Kimberly Ann Yonkers MD
Professor of Psychiatry, of Epidemiology (Chronic Diseases) and of Obstetrics, Gynecology, and Reproductive Sciences; Director, Center for Wellbeing of Women and Mothers
Women's health; Psychiatric Disorders in Women; Gender Differences in Mental Health; Substance Use Disorders in Women; Perinatal Mental Health; Premenstrual Disorders
- Symptom onset study for premenstrual dysphoric disorder
- Screening and referral for women with substance misuse
- Progesterone as a treatment for postpartum cocaine use
- Implementation of motivational interviewing in the general hospital setting
Through research, I am committed to servicing women who suffer from mood and anxiety disorders. My specific interests have included sex differences in these conditions as well as the relationship and treatment of mood, anxiety and substance use disorder occurring during the premenstrual phase of the menstrual cycle and during pregnancy and parturition. My research foci are several and include determining the efficacy and effectiveness of pharmacological treatments of perinatal mood disorders substance use disorders and PMDD, determine the degree of health care utilization among women with PMDD and perinatal depression and investigating the impact of perinatal depressive, anxiety and substance use disorders on birth outcomes.
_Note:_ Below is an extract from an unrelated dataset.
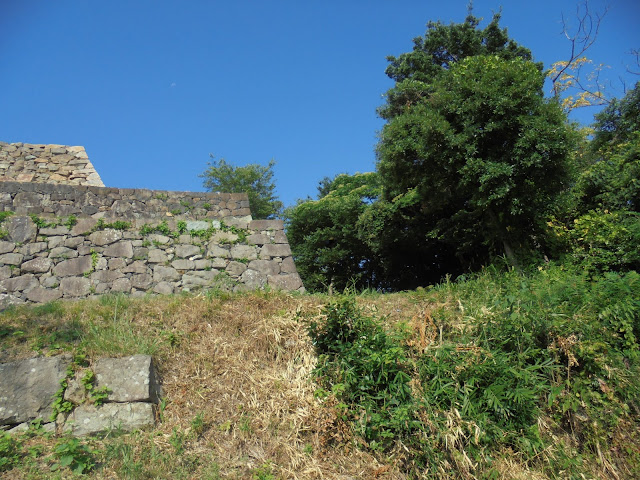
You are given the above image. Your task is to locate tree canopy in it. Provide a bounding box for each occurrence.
[200,155,283,219]
[378,55,572,268]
Extensive Research Description
My longstanding interest has been investigations into the clinical course, etiopathology and treatment of psychiatric disorders as they occur in women. A major component of this work includes investigations into the occurrence and treatment of illnesses in pregnancy and the postpartum period, and across the menstrual cycle. This area, by its nature, cuts across disciplines and requires psychiatric expertise, as well as knowledge in neuroscience and reproductive biology.
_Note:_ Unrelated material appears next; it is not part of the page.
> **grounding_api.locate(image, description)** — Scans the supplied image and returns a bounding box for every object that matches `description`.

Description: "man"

Reciprocally, I have been involved in the assessment of the effects that psychiatric illnesses and their treatments, have on perinatal outcomes. In a cohort study funded by NICHD, we recruited approximately 2800 women and interviewed them three times during pregnancy. We are assessing whether depression is a risk factor for preterm delivery, independent of antidepressant treatment. This large prospective cohort study includes information on maternal psychiatric illness, antidepressant treatment and other obstetrical risk factors.
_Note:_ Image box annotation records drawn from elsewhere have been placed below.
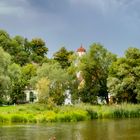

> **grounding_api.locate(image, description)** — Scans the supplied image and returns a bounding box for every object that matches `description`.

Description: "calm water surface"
[0,119,140,140]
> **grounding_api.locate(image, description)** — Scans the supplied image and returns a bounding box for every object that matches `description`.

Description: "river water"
[0,119,140,140]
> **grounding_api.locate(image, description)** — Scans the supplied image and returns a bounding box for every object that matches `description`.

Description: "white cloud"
[0,0,29,17]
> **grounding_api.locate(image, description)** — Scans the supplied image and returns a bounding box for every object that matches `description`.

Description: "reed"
[0,104,140,123]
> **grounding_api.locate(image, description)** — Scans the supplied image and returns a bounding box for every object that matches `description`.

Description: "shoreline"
[0,104,140,124]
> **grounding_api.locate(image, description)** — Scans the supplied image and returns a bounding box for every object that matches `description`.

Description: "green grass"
[0,104,140,123]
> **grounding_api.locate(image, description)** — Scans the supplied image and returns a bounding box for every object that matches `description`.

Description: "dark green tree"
[79,44,116,104]
[108,48,140,103]
[53,47,73,69]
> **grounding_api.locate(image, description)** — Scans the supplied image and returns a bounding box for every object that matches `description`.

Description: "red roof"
[77,45,86,52]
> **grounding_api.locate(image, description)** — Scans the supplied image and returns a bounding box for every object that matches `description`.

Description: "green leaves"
[108,48,140,103]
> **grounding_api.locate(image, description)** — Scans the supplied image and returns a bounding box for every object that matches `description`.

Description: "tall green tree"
[79,43,116,104]
[32,63,69,105]
[108,48,140,103]
[53,47,73,69]
[0,47,11,104]
[31,38,48,57]
[0,29,11,51]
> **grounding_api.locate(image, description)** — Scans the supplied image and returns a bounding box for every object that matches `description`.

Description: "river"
[0,119,140,140]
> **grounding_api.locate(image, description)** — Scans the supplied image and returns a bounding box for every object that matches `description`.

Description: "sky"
[0,0,140,57]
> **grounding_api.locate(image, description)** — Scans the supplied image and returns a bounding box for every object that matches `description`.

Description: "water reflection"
[0,119,140,140]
Ongoing NIDA studies are assessing the comorbidity, course, consequences and treatment of hazardous substance use in pregnancy and the immediate postpartum time. This study entails following a large cohort of pregnant women who used drugs or alcohol in pregnancy and testing a behavioral treatment for drug and alcohol use. This rich, longitudinal data set also provides information on the clinical course of substance use disorders in pregnancy and after delivery.